Other talking points concern prospects for the Smith regime in Salisbury. There are many who think that this will be 'the first white egg in the box of minority regimes to break'. Internal dissensions appear to be a very real problem for Smith. His defence forces stretched to their full capacity have had to seek help from the army of the Republic of South Africa. His blacks in the army are rebelling against the savagery of the detention camps into which their 'brothers' are being herded. The White Rhodesian officers are finding that it's not like world war two, and the good old days' of the Alamein campaign. Many whites are territorials and insufficiently trained or motivated to cope with the dedication of ZANU's and ZAPU's forces. There is also dissension between the South African troops and the Rhodesians. Rhodesians are less professional as soldiers, but it is the South Africans who are suffering most of the casualties along the borders. The arrogance of the Afrikaaner does not go down well with the arrogance of the white Rhodesian settlers, the Rhodesians considering themselves a cut above the Boers socially.
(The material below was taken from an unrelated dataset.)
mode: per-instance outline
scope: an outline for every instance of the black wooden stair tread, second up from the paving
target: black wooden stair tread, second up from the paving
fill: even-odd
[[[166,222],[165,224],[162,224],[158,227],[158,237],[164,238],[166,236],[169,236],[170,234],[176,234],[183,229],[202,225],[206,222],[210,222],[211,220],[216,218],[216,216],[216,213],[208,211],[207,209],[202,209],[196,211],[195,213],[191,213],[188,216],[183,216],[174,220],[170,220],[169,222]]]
Sanctions too are hurting the Smith regime, say the Lusakans. Rhodesia is in need of new agricultural machinery, and its mining equipment is worn and outmoded. The oil embargo is having a drastic effect on the economy. Smith must compromise. He is being pressured by all sides for compromise with Bishop Muzorewa. The British have a catastrophic economic problem on their hands and do not wish to bolster Smith any more: the South Africans have not forgiven him for the border closure without prior consultation with them, the Portuguese have many reservations about the operations of guerrilla parties of freedom fighters from inside Smith's borders. All the white regimes resent the spotlight that the border closure focused on Southern Africa, and on Kenneth Kaunda's methods to to alleviate the situation. A calm face was a major effort of the South African Publicity and Propaganda Department.